Il y a des incipit[1] qui bercent comme les bras amoureux d’une mère (Longtemps, je me suis couché… ) ; d’autres tels des cerises nous hâtent vers la prochaine phrase et puis la suivante et la suivante encore… jusqu’à ce qu’il n’y ait plus de pages (Venez, illusions !…). ; il y a en a des connus comme Barabas dans la passion (Au commencement Élohim créa…), des puissants (Au milieu du chemin de notre vie…), des intrigants


(Jamais

quand bien même lancé…)

ou de simplement beaux (On signalait une dépression au-dessus de l’Atlantique…).

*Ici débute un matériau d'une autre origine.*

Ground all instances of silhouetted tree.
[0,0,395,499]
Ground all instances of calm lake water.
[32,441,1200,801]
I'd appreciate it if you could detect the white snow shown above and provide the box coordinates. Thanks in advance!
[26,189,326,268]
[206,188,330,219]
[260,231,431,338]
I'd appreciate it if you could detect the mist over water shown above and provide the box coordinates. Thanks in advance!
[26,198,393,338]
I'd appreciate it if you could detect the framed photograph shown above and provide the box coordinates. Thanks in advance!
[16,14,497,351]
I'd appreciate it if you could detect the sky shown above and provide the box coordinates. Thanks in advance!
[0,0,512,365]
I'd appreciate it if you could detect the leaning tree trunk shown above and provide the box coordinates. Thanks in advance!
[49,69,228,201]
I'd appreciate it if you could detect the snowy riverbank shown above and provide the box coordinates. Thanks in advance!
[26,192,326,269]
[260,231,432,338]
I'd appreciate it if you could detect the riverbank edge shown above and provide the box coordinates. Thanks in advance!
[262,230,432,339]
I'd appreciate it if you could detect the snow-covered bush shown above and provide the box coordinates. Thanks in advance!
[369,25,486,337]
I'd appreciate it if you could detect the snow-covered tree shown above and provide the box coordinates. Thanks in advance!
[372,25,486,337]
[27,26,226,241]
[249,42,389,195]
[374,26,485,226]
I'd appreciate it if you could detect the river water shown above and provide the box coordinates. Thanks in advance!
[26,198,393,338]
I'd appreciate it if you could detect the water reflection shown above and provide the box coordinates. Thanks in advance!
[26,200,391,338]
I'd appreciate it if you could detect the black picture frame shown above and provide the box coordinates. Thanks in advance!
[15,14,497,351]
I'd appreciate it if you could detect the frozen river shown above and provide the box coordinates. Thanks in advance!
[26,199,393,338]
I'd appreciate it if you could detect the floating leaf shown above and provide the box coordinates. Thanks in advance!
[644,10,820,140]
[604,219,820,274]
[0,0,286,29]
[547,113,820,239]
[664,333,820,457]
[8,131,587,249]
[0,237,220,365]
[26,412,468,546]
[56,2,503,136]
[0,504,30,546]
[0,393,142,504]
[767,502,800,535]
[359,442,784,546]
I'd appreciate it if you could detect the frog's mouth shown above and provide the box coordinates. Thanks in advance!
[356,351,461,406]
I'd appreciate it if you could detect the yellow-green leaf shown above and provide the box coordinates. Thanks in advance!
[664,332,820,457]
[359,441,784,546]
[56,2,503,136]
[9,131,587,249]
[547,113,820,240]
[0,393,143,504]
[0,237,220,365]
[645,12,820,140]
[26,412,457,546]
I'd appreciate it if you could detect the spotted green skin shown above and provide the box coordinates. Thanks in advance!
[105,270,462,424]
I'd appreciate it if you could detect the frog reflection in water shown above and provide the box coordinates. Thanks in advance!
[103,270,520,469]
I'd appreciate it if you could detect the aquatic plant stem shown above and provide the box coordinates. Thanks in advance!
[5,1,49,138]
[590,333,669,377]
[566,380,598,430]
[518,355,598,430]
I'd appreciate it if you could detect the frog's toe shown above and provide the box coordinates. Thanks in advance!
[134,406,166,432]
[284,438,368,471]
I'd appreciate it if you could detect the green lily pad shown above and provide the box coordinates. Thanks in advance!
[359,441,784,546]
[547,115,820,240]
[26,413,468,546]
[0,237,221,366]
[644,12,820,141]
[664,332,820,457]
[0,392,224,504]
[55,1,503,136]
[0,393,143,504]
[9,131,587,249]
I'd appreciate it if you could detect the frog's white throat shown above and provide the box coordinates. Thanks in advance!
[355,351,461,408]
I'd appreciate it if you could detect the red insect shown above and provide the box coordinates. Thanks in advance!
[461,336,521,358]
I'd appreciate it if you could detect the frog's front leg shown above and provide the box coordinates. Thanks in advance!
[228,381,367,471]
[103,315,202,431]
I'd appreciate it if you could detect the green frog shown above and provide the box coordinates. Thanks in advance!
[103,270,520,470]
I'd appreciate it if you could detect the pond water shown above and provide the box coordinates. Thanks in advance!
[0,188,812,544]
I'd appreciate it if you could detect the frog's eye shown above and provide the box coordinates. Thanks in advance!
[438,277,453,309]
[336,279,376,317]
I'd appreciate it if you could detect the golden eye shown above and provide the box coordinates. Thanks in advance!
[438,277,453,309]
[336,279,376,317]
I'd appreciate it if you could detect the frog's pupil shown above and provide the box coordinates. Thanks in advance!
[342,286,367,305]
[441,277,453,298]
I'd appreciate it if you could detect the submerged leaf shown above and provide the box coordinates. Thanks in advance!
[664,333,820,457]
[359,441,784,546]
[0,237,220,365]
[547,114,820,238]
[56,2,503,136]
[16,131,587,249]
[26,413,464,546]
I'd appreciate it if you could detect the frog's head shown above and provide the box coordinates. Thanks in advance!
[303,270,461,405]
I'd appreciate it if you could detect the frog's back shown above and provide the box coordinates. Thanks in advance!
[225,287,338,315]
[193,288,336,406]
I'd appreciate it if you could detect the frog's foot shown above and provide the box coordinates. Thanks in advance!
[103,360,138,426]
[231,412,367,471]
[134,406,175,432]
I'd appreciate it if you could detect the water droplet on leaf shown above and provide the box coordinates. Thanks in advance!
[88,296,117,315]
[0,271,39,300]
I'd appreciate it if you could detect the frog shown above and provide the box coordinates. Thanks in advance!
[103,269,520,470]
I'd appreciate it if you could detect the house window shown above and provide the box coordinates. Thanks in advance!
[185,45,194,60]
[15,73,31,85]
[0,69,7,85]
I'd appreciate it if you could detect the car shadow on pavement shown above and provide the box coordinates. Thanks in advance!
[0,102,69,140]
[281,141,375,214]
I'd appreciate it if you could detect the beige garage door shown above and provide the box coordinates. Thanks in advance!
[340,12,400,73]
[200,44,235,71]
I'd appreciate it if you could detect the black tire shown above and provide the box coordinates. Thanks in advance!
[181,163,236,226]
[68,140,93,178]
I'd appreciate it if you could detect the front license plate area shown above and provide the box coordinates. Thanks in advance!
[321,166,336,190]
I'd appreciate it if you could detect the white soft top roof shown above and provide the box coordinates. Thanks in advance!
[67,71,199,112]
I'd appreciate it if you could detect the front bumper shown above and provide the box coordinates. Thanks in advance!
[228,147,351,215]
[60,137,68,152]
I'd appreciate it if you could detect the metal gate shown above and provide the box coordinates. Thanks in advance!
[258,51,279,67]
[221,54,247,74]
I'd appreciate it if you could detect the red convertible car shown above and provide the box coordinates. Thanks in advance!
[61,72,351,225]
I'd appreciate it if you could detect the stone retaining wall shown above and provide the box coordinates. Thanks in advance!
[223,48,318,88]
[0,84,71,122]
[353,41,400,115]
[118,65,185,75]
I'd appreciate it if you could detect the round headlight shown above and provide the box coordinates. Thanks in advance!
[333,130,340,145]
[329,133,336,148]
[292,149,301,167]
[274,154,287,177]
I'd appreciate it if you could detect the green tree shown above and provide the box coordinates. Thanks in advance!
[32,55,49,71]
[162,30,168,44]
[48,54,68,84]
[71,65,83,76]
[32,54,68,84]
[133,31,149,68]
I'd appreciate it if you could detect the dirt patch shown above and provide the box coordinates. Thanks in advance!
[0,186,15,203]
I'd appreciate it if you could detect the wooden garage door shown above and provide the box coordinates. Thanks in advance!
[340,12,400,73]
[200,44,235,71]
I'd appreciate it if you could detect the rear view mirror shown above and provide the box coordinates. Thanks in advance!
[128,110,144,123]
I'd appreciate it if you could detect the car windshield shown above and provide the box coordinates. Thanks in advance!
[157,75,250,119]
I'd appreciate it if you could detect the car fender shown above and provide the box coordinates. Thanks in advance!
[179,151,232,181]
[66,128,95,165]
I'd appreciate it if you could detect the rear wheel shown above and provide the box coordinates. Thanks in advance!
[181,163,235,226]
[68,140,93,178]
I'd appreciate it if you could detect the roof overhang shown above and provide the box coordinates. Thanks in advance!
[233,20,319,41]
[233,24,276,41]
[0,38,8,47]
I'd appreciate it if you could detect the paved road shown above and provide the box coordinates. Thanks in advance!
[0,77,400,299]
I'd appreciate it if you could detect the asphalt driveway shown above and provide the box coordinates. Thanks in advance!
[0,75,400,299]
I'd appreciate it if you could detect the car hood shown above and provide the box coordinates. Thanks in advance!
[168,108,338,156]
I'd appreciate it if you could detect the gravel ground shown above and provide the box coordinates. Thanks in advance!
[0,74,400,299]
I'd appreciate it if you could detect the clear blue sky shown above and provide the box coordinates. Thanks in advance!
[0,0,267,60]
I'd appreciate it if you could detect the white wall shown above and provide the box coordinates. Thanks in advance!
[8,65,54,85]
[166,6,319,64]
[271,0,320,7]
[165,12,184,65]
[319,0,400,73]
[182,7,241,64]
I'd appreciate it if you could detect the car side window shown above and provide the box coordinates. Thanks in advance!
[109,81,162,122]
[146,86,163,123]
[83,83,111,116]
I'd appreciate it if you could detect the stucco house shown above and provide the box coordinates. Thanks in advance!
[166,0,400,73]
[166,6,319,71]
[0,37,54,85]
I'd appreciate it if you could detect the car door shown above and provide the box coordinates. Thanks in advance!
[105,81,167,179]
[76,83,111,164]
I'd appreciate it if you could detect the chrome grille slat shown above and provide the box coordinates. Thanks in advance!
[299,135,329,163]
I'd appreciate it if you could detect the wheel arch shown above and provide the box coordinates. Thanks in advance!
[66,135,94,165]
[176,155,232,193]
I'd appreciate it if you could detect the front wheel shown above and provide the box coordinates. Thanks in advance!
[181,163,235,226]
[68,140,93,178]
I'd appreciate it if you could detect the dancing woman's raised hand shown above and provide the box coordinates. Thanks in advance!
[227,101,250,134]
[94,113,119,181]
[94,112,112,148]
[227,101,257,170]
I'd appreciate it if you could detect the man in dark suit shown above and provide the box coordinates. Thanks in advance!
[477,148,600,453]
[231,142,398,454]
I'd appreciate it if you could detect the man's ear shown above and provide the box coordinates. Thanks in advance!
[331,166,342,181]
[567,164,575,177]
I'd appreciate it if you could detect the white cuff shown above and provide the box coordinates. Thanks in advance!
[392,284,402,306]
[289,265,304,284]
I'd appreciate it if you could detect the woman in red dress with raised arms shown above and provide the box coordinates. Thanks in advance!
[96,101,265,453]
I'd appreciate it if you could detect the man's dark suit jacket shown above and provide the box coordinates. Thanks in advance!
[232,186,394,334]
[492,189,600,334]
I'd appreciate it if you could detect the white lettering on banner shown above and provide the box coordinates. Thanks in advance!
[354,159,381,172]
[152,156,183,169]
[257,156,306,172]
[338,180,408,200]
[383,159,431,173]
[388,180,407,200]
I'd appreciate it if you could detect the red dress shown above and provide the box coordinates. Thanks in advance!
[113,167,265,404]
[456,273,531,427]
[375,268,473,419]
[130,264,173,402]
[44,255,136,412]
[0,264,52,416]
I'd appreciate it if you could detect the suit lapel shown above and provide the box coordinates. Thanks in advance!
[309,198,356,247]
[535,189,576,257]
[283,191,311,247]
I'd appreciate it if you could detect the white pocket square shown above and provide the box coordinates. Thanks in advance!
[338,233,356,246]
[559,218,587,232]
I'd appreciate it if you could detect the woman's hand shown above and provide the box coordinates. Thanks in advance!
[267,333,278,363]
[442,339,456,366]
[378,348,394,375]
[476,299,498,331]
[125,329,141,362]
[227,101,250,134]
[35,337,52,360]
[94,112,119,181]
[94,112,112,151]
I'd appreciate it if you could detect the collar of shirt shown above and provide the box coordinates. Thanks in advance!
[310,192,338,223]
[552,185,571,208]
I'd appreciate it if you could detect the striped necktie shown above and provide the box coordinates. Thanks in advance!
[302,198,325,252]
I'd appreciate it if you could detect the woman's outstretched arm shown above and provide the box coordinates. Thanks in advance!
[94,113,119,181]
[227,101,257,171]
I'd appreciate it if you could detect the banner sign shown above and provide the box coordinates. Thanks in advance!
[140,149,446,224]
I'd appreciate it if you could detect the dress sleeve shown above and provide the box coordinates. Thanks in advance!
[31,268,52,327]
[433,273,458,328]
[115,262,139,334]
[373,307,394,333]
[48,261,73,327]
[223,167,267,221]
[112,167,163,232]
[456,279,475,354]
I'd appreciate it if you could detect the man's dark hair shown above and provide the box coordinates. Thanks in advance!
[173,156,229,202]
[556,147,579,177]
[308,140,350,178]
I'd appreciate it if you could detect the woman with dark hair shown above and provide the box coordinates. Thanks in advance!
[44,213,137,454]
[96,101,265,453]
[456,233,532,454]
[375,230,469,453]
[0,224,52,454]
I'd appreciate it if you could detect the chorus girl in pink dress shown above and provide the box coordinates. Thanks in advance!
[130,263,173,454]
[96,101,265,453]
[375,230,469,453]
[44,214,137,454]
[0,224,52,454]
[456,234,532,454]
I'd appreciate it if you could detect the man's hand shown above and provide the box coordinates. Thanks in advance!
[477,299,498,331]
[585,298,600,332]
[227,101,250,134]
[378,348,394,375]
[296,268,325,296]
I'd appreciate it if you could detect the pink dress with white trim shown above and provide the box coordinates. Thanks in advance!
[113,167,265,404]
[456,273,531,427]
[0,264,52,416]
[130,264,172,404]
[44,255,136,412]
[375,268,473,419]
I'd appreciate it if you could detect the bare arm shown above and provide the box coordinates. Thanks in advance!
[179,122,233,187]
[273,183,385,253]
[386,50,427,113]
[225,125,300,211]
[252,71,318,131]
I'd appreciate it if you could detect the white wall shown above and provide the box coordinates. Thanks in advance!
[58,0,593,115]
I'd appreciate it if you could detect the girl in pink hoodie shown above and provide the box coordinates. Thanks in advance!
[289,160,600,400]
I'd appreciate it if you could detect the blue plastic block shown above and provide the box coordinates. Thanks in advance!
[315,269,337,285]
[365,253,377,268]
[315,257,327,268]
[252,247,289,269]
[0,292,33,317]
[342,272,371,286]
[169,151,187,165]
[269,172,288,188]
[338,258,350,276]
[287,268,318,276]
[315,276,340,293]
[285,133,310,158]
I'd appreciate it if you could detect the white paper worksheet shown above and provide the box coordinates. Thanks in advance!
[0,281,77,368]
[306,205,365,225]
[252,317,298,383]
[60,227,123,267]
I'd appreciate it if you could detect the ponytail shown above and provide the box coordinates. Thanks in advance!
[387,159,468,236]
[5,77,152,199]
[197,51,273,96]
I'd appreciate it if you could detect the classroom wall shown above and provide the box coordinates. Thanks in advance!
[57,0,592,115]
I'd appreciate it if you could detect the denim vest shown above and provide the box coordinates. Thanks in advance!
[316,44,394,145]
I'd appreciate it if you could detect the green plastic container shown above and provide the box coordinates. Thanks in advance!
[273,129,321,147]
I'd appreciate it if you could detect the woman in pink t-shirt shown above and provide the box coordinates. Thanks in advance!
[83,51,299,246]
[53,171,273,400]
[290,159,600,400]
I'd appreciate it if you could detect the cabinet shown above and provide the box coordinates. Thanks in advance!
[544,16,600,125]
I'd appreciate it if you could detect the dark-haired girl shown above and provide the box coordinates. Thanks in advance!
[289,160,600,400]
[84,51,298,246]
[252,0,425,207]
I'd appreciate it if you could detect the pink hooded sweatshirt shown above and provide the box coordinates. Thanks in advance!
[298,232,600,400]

Il y en a un (When on board H.M.S. Beagle, I was much struck with certain facts in the distribution of the inhabitants of South America, and in the geological relations of the present to the past inhabitants of that continent. These facts seemed to me to throw some light on the origin of species…) qui ouvre le livre dont le ressac ne cesse de baigner le sable de nos pensées sans même que nous le sachions. Il s’agit de L’origine des espèces de Charles Darwin. When on board, de 1831 à 1836, Darwin prit une grande quantité de notes sur lesquelles il travailla patiemment pendant plus de vingt années. Le livre fut publié à Londres en 1859 et il fut épuisé dès le premier jour. Bon vieux temps ! Actuellement ses lecteurs, même si tous en parlent comme s’ils l’avaient lu, se comptent sur les doigts d’un Panda. On peut se consoler en pensant que ses idées ont eu tellement de descendants qu’elles survivent plus ou moins intactes dans les travaux de presque tous les scientifiques. Qu’il suffise de penser que même Jean-Paul II l’a reconnu comme le livre de l’évolution. Le côté sombre d’un tel succès, c’est qu’il y aura toujours des gens aux idées précuites, comme certains faiseurs de sociologie, qui trouveront des analogies chétives dans le monde que Darwin nous a fait partager.

 

 



[1] Les incipit qu’on cite sont tirés, dans l’ordre, de Proust, de Goethe, de la Bible, de Dante, de Mallarmé et de Musil.